If you feel yourself getting nervous and blushing, try to make a joke about it. Cracking a joke about embarrassing situations always helps me.
Good luck :)
 

sucettes

Well-known member
I can imagine what it's like to feel really worried about what your family is going to think about your boyfriend. I haven't ever had anything that serious but I have dated a couple guys and sometimes I think if I ever took him to meet my family that lives in another state, I would be afraid of how they would judge him and judge me.

Things hardly ever go as bad as we imagine them in our heads. You are an awesome person and you love your boyfriend. If you love your boyfriend then he must be a really awesome guy too. So you have nothing to worry about when it comes to introducing them to your family. Even if they do judge him remember that in the long run their opinion doesn't really matter. What's important is that you like him.

Also, I think it's really awesome that you know more than one language and you can be a translator. Don't be embarrassed about that. I know that's easier said than done though.

Maybe if you feel yourself getting a little bit overwhelmed you can excuse yourself and go to the bathroom. Go in there, splash some water on your face and take a few minutes to breathe and let yourself relax again.

Oh, thank you so much for the reply! I was starting to think that everyone here thought I was weird for feeling like this, lol. It's easier said than done, but I feel happy that I shared this because just to let it out might take the pressure off, at least a little bit. And the replies has a positive impact too. I like your idea about going to the bathroom. We'll see how it goes...

If you feel yourself getting nervous and blushing, try to make a joke about it. Cracking a joke about embarrassing situations always helps me.
Good luck :)

How could I make a joke about that?

I think that would be very hard for me, because blushing to me, is like the end of the world. I know that it sounds ridiculous but I hate it so much and it just make me feel awful. But I'm glad for any advice and thank you so much for the reply! :)
 

maiato

Banned
No it isn't at all! That kind of situation is kind of stressfull. Not just for you. But to your bf, to your parents to all. That's kind of normal. Imagine another person in your some seat. They always get anxious. Maybe cause ppl always need to feel approve fome others. So just leave that pression behind. Imagine the worst think that can happen? If it's blush, so be it! It will go away in a second. And no one will remember more. Dont try to think to much. Just act normally. I dont know if u already went on vacation. Hope is not to soon. If is just give us a feedback of it was. Good luck there!
 

sucettes

Well-known member
No it isn't at all! That kind of situation is kind of stressfull. Not just for you. But to your bf, to your parents to all. That's kind of normal. Imagine another person in your some seat. They always get anxious. Maybe cause ppl always need to feel approve fome others. So just leave that pression behind. Imagine the worst think that can happen? If it's blush, so be it! It will go away in a second. And no one will remember more. Dont try to think to much. Just act normally. I dont know if u already went on vacation. Hope is not to soon. If is just give us a feedback of it was. Good luck there!

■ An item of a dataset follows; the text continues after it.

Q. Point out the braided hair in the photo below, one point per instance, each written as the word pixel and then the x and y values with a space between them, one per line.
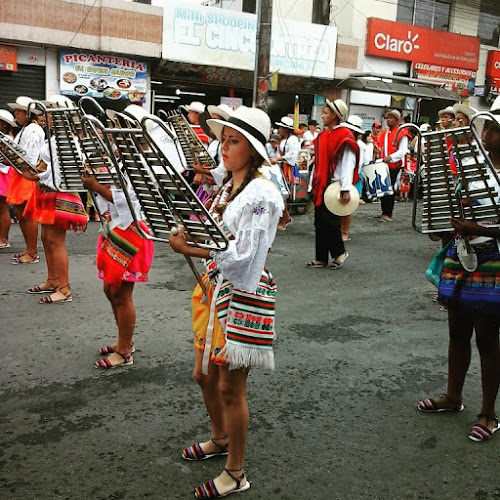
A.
pixel 253 172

Thank you for replying here :)

I have been on vacation now yes. It went better than I expected and I'm quite proud of myself. I did feel nervous at times but it wasn't as bad as I thought it would be so that's good. I still haven't met them all though and I don't know when we will go on vacation next. Again, thanks everyone for support. You have no idea how worried I was about this. But it's better now, thanks!